Sexto Fragmento Primer Capítulo de "El Testamento de Drácula" (1/2)

Se trataba del odioso conde Karl Karstein, líder de la minoría de ultraderecha escindida del Grupo Parlamentario dirigido por la Bathory...

Ésta volvió la cabeza de repente, sin dejar de andar, y le lanceó con sus iris funestos y llenos de agresivo poder... Siseó, mostrándole los colmillos, y sus ojos fulguraron con gélida y asesina ira...

El guapo y maduro noble de rubios cabellos intentó sostener aquella terrible mirada, tembló ligeramente y su prominente mandíbula se crispó, agachando la cerviz de mala gana...
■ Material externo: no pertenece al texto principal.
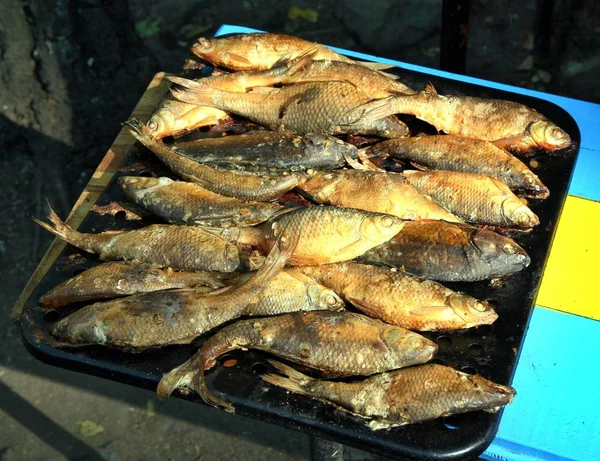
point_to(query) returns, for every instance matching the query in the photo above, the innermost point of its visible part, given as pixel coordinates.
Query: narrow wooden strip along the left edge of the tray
(112, 161)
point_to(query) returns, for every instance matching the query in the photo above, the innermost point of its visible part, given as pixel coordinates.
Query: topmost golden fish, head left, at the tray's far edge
(258, 51)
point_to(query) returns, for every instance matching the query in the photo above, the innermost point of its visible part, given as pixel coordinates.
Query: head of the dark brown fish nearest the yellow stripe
(501, 254)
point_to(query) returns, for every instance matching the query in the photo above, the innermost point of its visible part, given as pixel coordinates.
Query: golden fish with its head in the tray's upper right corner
(505, 123)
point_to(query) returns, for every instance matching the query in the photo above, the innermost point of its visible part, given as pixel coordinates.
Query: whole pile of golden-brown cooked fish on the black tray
(297, 223)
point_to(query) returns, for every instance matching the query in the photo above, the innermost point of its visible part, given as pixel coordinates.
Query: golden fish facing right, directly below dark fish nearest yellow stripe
(400, 299)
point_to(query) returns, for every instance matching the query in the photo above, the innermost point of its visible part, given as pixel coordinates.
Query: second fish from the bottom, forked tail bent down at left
(338, 343)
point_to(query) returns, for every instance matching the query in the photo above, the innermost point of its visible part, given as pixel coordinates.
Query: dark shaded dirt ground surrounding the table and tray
(71, 72)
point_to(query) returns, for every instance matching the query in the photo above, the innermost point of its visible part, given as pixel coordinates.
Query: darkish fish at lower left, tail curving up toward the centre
(165, 317)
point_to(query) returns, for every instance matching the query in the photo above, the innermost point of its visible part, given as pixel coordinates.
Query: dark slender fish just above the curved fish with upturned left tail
(260, 150)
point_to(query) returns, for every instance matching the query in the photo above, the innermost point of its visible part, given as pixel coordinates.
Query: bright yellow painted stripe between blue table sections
(571, 280)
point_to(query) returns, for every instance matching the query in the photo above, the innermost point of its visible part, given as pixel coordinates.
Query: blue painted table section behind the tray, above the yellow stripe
(586, 114)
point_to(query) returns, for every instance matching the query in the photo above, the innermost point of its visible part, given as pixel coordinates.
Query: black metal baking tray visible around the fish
(491, 351)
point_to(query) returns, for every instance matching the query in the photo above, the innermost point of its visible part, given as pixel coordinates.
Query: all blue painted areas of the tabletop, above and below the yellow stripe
(556, 412)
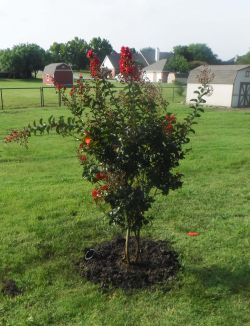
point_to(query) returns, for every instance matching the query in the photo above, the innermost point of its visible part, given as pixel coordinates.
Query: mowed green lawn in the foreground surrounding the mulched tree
(48, 217)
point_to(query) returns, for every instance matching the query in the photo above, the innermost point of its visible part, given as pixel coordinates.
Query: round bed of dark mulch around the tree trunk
(105, 264)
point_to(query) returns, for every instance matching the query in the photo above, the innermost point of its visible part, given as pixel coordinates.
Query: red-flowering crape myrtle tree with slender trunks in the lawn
(129, 144)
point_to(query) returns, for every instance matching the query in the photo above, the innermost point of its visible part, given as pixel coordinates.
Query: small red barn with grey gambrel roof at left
(58, 73)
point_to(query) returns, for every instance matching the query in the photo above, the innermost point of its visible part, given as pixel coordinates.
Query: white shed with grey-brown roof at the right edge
(230, 86)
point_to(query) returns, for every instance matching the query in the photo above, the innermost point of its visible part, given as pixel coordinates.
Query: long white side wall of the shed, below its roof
(221, 94)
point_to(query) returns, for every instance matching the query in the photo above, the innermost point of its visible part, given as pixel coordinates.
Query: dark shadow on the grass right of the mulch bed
(235, 280)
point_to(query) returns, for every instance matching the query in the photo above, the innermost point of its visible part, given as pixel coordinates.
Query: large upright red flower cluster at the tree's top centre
(128, 68)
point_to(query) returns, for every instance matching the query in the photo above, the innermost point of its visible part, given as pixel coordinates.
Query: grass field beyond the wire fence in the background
(15, 96)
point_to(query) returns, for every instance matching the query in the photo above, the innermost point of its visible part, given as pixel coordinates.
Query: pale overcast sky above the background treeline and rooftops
(221, 24)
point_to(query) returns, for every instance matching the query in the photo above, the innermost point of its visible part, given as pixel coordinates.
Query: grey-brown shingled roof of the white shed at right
(223, 74)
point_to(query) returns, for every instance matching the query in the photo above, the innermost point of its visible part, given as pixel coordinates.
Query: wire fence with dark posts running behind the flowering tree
(29, 97)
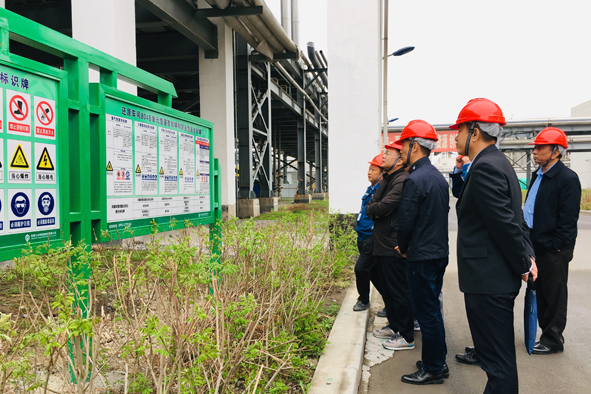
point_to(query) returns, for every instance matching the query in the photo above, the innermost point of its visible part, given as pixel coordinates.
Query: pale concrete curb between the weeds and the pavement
(339, 367)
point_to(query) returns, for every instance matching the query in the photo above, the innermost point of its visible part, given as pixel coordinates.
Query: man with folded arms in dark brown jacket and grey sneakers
(383, 210)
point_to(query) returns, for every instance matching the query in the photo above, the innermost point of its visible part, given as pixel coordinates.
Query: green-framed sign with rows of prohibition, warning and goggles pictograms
(29, 193)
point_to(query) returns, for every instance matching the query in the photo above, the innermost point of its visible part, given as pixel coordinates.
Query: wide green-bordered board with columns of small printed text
(157, 166)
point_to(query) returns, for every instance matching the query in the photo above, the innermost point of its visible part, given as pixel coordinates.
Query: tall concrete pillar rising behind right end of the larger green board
(216, 89)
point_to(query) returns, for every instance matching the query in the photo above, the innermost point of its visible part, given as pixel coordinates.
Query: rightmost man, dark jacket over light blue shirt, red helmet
(551, 211)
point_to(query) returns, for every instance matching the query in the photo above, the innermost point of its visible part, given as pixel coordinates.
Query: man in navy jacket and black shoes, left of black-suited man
(423, 238)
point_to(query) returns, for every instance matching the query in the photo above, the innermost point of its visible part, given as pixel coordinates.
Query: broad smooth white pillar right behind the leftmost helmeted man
(354, 58)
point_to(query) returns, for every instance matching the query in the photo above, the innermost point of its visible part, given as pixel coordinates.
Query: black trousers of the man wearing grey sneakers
(396, 295)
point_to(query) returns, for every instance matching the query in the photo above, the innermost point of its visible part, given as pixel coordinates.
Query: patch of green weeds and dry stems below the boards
(165, 320)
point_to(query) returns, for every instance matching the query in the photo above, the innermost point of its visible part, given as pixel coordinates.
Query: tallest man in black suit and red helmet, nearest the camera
(494, 252)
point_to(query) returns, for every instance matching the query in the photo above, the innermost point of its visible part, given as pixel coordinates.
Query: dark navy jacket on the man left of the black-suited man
(423, 211)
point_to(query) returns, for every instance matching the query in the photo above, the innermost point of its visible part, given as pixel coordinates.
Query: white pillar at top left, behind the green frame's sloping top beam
(107, 25)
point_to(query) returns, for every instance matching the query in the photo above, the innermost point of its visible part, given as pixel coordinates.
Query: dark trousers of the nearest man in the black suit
(490, 317)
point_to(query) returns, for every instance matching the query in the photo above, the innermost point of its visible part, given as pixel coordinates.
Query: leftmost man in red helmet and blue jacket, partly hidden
(365, 270)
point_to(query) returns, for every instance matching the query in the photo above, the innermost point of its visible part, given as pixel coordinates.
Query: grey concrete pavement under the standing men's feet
(567, 372)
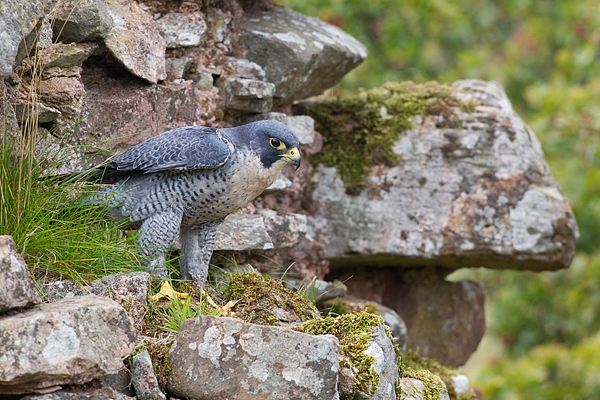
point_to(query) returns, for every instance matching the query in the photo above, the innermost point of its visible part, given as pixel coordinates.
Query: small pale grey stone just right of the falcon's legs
(243, 232)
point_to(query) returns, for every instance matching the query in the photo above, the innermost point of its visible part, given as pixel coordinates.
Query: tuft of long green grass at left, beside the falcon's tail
(57, 236)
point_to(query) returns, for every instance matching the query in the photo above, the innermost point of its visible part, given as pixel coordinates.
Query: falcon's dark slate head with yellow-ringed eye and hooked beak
(273, 142)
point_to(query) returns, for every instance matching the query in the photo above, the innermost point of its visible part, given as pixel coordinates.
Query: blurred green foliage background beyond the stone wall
(546, 54)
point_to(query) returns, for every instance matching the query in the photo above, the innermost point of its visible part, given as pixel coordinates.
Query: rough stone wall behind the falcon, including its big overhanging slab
(469, 190)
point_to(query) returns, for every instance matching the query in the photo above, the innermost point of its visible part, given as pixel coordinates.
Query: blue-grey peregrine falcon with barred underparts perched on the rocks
(187, 181)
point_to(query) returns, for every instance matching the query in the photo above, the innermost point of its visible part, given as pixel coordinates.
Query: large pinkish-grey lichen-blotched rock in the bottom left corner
(68, 342)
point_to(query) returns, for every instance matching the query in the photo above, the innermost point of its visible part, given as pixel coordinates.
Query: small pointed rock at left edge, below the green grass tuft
(17, 289)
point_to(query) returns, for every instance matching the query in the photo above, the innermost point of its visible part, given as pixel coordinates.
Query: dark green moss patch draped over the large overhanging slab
(360, 130)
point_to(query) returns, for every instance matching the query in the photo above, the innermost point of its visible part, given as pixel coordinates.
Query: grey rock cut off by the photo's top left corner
(20, 22)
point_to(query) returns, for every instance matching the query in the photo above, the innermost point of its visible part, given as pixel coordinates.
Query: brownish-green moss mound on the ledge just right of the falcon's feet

Satisfecha, la Maestra Oscura sonrió como una loba a su acompañante y ambos se dirigieron hacia el helicóptero.

El aparato exhibía líneas estilizadas, de diseño audaz y fluido, vagamente insectoide. Su fuselaje era totalmente negro y sus aspas giraban ya a baja potencia, uniéndose al frío viento nocturno cargado de sales del Atlántico. Su rotación agitaba capas escarlata grabadas con las enseñas de Drácula sobre los fornidos hombros de los pretorianos y complicadas pelucas y permanentes sobre testas de alta alcurnia y escaso relleno interior...

Cuando los dos personajes llegaron al borde de la portezuela abierta trasera, la capitana de rasgos orientales del Cuerpo de Amazonas de la Bathory se inclinó, rodilla en tierra, ofreciendo sus dos palmas enlazadas y enguantadas de negro para que ambos se impulsasen hacia arriba. La Bathory negó con la cabeza y alzó una mano, indicándole que volviera a su formación de inmediato. Luego, le bastó flexionar con suavidad los poderosos y finos músculos de sus pantorrillas algo más impetuosamente para alzarse hasta la altura adecuada, girándose y acomodando las esbeltas piernas a los anatómicos asientos empotrados en la estrecha cabina al mismo tiempo, con ágil y armoniosa precisión, de manera flotante, natural, a medio camino entre el salto y la levitación. De inmediato, cruzó las piernas con suntuoso señorío y se inclinó hacia fuera, ofertando sus palmas tan sólo en apariencia frágiles al científico de sangre caliente:

- Toma mis manos, "prof"..., y déjate llevar.

Él obedeció en silencio. La mujer paseó sus iris amarillentos por el abanico de congéneres que abandonaban poco a poco, renuentes y alborotados, el estrecho recinto donde se agolpaban, desafiándoles, sus caprichosos, finos y lascivos labios curvados en una sonrisita burlona y cruel... Aferró las extremidades del cálido con fuerza, al borde de hacerle gemir de dolor, y tiró de él, levantándolo con exquisita y precisa lentitud, hasta colocar sus pulcros zapatos al nivel del elevado borde de la compuerta, carente de escalerillas o accesos propios para las débiles capacidades de los miembros no entrenados de su especie.

- Dobla las piernas, querido, y apoya los tacones en el resalte.

Mientras él ejecutaba sus indicaciones con serena confianza, le soltó, pero una centésima de segundo más tarde, veloz y desdibujada cual centella espectral, ya se había deslizado hasta el extremo de los asientos y sujetaba al hombre por la cintura y una axila. Hizo girar su cuerpo con delicadeza y le arrastró hacia dentro, izándolo casi en volandas, como si fuera un bebé. Le acomodó a su lado, alisó su abrigo y acarició sus solapas con solicitud casi maternal.